A grown man moving in with his parents is unhealthy for both the grown man and his parents.
I set aside special circumstances (unable to work due to disability, plugging a gap around a move, a divorce, a relocation, etc).
I understand your point, but it’s all relative today.
It’s also unhealthy to be unable to afford to live comfortably, to have a car that’s “found on road dead” and in the shop monthly, to not have some breathing room with bills, to have a credit score in the toilet, to not have some savings in the bank, and to not be able to buy healthy food at the supermarket, etc.
I moved out of my house at 18 and DH 23, and we made it work. That was in the early 80s. Times were different then. Regardless, it would’ve been beneficial long-term for us to save more by living at home first, but that wasn’t possible for me, so we got our own place. I wish things could’ve been different for us, but they weren’t. So BTDT.
Where we live, apartments are now crazy expensive, like $2000-3000/month.
And the average home price where we live is $800,000+
We’re not interested in moving somewhere else, so we have to make it work.
We want our kids to be able to BUY something of their own, not pad someone else’s pockets and never be able to save enough to get their own places, as prices are rising.

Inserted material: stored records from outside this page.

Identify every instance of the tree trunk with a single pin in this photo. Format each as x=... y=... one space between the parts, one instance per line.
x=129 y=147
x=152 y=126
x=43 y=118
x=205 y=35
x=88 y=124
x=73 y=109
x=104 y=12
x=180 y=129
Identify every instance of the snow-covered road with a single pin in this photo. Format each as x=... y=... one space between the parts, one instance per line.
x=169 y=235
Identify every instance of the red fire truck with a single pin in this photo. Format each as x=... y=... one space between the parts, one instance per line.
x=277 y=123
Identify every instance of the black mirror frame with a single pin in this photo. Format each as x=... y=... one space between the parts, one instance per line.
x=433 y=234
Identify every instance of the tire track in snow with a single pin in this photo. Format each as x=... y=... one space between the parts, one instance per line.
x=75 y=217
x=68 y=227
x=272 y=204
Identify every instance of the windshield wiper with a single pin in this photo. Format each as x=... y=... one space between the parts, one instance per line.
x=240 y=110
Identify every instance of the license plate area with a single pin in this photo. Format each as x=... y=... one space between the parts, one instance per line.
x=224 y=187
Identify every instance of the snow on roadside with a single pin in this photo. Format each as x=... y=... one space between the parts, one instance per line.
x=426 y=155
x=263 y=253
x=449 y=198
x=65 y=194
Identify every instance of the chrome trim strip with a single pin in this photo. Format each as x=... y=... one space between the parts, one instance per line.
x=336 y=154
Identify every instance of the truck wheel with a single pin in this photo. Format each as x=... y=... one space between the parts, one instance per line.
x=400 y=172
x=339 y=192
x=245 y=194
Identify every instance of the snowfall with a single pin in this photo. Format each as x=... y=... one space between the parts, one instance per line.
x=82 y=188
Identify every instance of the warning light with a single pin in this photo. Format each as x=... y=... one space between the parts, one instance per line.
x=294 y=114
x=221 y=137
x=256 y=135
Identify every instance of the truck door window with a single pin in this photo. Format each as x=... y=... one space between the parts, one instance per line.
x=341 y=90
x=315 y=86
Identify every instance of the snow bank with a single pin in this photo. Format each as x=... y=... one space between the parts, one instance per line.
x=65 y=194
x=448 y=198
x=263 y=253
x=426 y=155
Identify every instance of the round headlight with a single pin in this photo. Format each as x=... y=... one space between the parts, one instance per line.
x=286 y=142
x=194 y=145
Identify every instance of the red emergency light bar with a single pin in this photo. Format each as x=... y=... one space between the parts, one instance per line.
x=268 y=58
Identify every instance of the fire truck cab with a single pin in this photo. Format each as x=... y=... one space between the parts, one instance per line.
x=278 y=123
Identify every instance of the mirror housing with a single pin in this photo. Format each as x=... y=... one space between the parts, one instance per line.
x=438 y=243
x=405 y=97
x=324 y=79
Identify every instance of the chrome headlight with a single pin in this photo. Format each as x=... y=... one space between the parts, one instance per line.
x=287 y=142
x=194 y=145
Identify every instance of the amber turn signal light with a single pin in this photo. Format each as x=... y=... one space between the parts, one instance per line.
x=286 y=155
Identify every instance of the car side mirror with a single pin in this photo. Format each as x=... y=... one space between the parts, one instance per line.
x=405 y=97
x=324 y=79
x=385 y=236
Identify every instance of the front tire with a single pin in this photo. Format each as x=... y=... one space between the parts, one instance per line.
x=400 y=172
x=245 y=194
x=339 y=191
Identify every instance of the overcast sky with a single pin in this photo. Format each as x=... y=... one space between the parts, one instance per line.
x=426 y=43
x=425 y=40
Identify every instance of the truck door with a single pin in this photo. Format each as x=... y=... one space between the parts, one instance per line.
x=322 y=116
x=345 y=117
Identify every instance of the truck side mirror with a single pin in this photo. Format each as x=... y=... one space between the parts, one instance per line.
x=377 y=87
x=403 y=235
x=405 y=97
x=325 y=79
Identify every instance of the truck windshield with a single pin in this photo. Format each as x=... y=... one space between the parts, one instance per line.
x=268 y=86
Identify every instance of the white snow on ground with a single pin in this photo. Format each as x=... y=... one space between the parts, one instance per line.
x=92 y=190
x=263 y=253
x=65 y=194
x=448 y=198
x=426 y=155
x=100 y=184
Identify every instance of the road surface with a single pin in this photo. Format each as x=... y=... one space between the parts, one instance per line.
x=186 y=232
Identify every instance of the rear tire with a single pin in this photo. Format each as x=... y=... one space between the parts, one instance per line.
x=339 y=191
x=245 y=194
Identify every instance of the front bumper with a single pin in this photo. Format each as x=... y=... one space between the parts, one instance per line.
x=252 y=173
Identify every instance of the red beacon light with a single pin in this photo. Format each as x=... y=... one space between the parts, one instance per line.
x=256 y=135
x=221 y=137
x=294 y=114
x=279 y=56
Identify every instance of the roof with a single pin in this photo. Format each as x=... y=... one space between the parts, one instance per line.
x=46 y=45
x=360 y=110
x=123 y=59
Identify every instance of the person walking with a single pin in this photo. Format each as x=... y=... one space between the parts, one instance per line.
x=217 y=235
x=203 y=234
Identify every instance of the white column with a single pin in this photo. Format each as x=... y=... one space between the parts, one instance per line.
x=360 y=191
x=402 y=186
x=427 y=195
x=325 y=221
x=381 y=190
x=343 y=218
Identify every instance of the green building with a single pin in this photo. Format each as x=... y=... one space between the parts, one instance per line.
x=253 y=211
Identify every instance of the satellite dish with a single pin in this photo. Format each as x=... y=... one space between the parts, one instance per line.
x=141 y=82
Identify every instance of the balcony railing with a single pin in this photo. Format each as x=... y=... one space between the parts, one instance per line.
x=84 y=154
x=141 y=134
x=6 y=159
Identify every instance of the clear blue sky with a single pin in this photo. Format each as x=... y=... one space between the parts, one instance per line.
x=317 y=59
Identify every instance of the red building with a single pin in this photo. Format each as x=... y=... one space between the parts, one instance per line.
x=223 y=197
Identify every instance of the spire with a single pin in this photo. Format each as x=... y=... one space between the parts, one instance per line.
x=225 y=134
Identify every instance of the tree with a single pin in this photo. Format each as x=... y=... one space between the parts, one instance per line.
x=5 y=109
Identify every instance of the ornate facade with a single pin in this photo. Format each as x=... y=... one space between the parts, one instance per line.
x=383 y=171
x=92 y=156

My DD is a college grad, works FT, is almost halfway through her master’s, has a good chunk of change put aside for a down payment for her own place, and has been stocking up on things for her own home, as well.
DS is also a college grad, working FT, had to take an additional course this year for his job of choice, and is waiting to take the licensing exam for that. Once done, he’ll be in the job he wants soon afterward.
He’ll also be saving for something to buy.
We feel it would be dumb for them to be paying rent, at those costs, when they can live comfortably with us where we live. They each pay room and board, as well as their bills, drive decent cars, and help out around the house. Both also helped care for my elderly mother for many years, through her passing, when she lived with us, too. I can never repay them for that, but, to us, this is what families do. I don’t think they’re missing out on much, they have all the comforts of home and their boyfriend/girlfriend are welcome to stay over. We’re all adults. We are used to having an inter-generational home and it works for us. I do think that more people will be doing that as costs continue to skyrocket everywhere.